As he packed up his books to go back to his room and try to sleep, he thought about that. This time last year, he was at the mine. He remembered very well how he had welcomed the warmth after the killing cold, and welcomed other things too—because spring meant all sorts of things were edible that were not, later. And if you could get away into some of the forest around the mine and you knew what to look for, you could find them.

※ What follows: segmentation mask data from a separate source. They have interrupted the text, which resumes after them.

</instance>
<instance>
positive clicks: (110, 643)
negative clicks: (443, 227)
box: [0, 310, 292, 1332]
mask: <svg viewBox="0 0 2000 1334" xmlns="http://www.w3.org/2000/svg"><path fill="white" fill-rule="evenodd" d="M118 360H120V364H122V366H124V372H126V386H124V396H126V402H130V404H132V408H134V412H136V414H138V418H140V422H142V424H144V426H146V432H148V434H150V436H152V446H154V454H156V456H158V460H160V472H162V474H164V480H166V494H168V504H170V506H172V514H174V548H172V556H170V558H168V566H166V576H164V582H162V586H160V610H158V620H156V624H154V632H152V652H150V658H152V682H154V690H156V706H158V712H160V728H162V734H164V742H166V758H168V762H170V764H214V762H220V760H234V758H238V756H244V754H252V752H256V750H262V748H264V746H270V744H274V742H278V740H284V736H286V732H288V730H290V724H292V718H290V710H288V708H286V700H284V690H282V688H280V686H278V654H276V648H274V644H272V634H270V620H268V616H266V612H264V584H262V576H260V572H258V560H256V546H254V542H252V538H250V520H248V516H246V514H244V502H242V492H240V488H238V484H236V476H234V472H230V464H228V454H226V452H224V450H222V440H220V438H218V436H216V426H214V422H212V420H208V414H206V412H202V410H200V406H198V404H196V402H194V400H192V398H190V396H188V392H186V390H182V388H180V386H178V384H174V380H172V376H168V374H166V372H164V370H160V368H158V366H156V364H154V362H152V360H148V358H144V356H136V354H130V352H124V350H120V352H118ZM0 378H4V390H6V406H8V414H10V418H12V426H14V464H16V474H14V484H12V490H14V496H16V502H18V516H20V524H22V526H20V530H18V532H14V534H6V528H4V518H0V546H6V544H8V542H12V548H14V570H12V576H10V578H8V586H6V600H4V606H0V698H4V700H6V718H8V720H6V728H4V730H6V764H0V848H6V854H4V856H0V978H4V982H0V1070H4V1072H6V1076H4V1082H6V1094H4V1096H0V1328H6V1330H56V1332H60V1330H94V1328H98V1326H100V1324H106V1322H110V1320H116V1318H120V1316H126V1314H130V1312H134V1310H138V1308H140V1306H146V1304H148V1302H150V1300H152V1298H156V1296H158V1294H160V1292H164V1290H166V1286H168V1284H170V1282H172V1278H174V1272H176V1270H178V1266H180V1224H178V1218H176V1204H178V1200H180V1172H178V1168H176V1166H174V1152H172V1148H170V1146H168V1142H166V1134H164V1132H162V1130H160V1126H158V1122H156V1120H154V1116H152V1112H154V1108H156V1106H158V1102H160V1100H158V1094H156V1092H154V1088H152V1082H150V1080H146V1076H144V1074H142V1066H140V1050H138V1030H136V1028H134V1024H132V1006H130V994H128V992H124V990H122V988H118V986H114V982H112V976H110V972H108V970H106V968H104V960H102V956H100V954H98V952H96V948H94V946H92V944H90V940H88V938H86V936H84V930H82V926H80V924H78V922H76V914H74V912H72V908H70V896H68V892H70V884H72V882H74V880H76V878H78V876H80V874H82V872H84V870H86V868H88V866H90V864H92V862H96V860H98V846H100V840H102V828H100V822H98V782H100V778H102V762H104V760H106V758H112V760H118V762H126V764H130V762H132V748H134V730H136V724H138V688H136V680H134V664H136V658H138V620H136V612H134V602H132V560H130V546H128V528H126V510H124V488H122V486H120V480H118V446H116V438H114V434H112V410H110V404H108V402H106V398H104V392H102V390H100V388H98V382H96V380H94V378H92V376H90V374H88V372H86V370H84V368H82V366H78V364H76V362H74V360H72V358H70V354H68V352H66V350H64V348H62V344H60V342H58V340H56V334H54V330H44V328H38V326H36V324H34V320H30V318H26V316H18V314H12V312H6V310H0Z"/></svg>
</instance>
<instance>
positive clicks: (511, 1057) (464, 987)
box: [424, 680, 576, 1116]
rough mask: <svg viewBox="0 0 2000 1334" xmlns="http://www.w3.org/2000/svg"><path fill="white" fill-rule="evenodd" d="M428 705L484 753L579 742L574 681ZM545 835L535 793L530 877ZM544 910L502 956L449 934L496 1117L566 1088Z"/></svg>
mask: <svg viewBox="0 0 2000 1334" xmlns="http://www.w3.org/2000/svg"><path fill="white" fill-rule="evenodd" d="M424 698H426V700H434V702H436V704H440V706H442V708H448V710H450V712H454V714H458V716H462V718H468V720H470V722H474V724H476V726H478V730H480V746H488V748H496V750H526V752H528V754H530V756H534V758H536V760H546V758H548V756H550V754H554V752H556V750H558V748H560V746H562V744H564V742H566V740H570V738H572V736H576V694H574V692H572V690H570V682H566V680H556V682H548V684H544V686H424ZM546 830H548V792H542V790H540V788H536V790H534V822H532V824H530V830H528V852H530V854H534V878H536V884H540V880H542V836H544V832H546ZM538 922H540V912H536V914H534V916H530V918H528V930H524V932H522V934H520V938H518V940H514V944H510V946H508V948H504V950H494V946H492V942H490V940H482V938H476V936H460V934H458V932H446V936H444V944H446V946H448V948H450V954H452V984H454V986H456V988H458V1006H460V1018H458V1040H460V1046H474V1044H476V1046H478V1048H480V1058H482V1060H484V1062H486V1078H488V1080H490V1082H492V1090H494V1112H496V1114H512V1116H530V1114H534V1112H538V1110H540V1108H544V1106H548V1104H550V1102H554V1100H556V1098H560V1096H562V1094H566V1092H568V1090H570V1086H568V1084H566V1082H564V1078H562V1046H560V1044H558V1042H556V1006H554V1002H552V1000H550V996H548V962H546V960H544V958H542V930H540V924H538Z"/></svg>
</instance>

Strange how last spring he had been as close as he ever got at the mine to being happy. But he’d had a belly full of greens almost every night, and back at the mine, a full belly meant you were happy. Lion’s-tooth was sweet when it first came up, not bitter, and it was one of the heartiest weeds there was, so there was a lot of it. Cattail root was delicious, but impossible to harvest in the winter unless you wanted your feet frozen solid, and you had to be sure you were getting it, and not water iris, which was poisonous. There were tiny wild onions too, mushrooms (though you had to be careful of those as well), sorrel, the tips of birch twigs, brooklime, clover, cow-pea, mustard, violets, pigweed, sow-thistle, jewel-weed, shepherd’s purse, pokeberry, plaintain, knotweed, and very young nettles. There were other things you could eat if they were cooked, but how could any of the mine-slaves get a fire, much less a pot? So they had to confine themselves to what could be eaten raw.